Have you ever been in a meeting where someone presents a slide deck with way too much data? It's impossible to pay attention. It's like you're going to a hoarder's house to have a cup of coffee and conversation. It would be difficult to pay attention to the conversation because you would be so overwhelmed from stimulus overload. You wouldn't be able to focus!
Unfortunately, many executives present busy slides, and the audience can become overwhelmed and zone out. In this article, we are going to discuss how to be easy to follow when presenting slides. We'll explore the problem with slides for the audience, the problem with slides for the presenter, and the solution for presenting busy slides.
Part 1: The Problem with Slides for the Audience
When a speaker presents a slide with a ton of information, the audience has three options.
1) Read the slide and don't listen 2) Listen and don't read the slide 3) Do neither and zone out because you can't focus on that much detail
Survey says 99% of people pick option three because it's impossible to pay attention when you are on information overload. Try it for yourself. Could you pay attention if someone put the slide below in front of you while they were speaking?
Part 2: The Problem with Slides for the Presenter
Due to their preparation, the presenter is mentally in a different place than their audience. The presenter has been reviewing the slides for days or weeks, and as a result, the slides are crystal clear in the presenter's mind. However, to the audience, this will be the first time seeing these slides. This situation is similar to as if the presenter is fluent in French while the audience is taking their first French class. Let's walk through an example. Imagine a speaker is presenting the slide below.
Since the speaker knows this slide, the speaker will likely jump to explaining why the data on the slide is essential. Meanwhile, the audience is still trying to figure out what is on the slide. This creates a tug of war for the audience because it is hard to both listen and decipher what is on the slides at the same time. The problem is, most audiences do not ask the speaker to go back and explain the slide because they don't want to interrupt the speaker. The audience also refrains from stopping the presenter because they do not want to come across as if they cannot follow. All too often, the speaker is mentally a few steps ahead, and the audience is a few steps behind. This creates a challenge that is easily fixed.
Part 3: The Solution
Solution #1 is to simplify your slides by creating a presentation deck rather than a leave-behind deck. A leave-behind deck has a ton of slides, while a presentation deck is made up of larger font and limited information on the slides. If you are looking for clear direction on what a presentation deck should look like, then google Guy Kawasaki's 10/20/30 rules for presenting. Guy's rules provide a great guidelines for what a presentation deck should look like. Unfortunately, many executives' hands are tied, and they are required to use a detailed leave-behind deck instead of a presentation deck. If your hands are tied, then use solution #2 below.
Solution #2 is to be a director. Act like the director Stephen Spielberg when presenting. What do directors do? They tell actors what to do.

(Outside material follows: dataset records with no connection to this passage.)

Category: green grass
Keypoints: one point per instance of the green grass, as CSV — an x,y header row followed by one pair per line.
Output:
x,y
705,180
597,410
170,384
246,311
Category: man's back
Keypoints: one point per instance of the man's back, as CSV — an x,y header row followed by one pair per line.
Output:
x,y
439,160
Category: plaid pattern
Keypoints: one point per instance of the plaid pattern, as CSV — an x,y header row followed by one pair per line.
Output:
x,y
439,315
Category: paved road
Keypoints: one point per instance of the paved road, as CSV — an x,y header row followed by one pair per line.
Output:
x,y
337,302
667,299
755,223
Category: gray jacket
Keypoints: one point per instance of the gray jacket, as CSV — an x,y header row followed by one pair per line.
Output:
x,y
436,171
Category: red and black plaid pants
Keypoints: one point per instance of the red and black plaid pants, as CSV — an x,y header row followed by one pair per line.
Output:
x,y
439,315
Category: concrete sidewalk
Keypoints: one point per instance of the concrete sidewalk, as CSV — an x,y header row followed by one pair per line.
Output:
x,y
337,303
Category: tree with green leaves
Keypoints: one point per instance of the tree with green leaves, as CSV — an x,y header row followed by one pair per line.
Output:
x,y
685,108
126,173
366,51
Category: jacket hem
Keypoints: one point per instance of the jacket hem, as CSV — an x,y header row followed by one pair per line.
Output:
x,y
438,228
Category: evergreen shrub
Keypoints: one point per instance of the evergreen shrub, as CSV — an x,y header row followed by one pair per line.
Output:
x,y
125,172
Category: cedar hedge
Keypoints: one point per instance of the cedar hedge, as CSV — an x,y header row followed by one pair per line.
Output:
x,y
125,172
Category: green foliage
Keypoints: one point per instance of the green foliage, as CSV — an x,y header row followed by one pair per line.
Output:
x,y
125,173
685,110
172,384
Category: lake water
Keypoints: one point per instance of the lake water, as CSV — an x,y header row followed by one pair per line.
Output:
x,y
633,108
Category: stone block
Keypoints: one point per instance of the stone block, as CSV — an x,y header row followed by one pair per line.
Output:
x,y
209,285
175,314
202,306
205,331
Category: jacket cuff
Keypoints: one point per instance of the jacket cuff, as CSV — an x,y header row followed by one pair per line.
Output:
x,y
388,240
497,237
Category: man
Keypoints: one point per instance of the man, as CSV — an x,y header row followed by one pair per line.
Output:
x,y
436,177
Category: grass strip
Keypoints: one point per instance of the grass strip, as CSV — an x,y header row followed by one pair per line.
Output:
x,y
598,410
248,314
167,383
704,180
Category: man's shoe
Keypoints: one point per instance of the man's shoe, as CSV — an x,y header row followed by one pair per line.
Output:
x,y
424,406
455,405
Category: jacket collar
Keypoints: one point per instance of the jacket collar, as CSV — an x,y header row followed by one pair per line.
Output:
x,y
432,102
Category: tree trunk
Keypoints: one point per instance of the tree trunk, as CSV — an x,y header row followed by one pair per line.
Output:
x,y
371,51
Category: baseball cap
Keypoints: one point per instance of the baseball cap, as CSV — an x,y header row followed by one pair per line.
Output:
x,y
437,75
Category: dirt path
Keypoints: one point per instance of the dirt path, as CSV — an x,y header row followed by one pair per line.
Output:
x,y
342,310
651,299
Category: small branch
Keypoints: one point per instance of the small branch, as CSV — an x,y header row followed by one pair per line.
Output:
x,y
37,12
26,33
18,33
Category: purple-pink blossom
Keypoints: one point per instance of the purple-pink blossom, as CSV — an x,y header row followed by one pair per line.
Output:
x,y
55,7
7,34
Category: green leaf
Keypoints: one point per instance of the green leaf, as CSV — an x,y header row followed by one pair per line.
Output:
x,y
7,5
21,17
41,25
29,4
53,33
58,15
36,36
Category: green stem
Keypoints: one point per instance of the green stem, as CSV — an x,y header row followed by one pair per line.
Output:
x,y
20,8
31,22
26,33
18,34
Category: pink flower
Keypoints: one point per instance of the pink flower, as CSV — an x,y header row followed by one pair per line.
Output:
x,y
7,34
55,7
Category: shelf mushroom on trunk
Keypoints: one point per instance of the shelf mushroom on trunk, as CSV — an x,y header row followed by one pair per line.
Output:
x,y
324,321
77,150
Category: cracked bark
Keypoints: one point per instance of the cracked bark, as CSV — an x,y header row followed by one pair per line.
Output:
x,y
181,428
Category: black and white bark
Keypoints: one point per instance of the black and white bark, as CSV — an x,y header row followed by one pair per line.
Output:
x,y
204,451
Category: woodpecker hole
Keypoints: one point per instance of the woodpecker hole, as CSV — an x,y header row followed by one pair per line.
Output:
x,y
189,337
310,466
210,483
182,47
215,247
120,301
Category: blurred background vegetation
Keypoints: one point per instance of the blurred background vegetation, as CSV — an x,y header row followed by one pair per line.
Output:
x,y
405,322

If you are presenting, then tell your audience what to do. Here are three examples of how to be a director when presenting.
Example 1: Before you pass out slide decks, direct your audience what to do. State "Please keep the presentation deck closed until I ask you to open them." If you don't provide this direction, then everyone will start opening the deck.
Example 2: For slides with lots of data. Use the RFG framework Where / What / Why.
The order is critical. First, tell the audience where to look. Second, describe what they are looking at. Third, share why they are looking at this information.
If I were presenting the slide below, here is what I would say.
Tell your audience, "(Where to look) Focus your eyes on the bottom left chart. (Describe what they are looking at) The x-axis is time, and the y-axis is yield to worst. What you are looking at is yield to worst for the last 25 years. Focus your eyes on the rate today of 7.3%. (Finish with the why) The reason why this rate is important is because we are currently at historical lows which means the fed's interventions are working."
Instead, most presenters jump to the why, leaving their audience a few steps behind. If you use the RFG where/what/why framework then you and your audience will be on the same page.
Example 3: If there is a lot of text on the slide, tell the audience what to do. If I were presenting the slide below, here is what I would say.
Tell your audience, "Don't worry about reading all the contents on this slide. Let me summarize the main takeaway for you, and you can read the rest in your free time." This statement gives your audience the ability to relax and focus on what you are saying. A concise directive statement makes a massive difference.
Remember, act like Stephen Spielberg and direct people when you are presenting slides. As a speaker, you will come across more prepared and in control. People appreciate the direction. Practice using the RFG where/what/why framework as well as the other tips provided during your next presentation. These strategies will ensure you and your audience are on the same page. Go practice!!!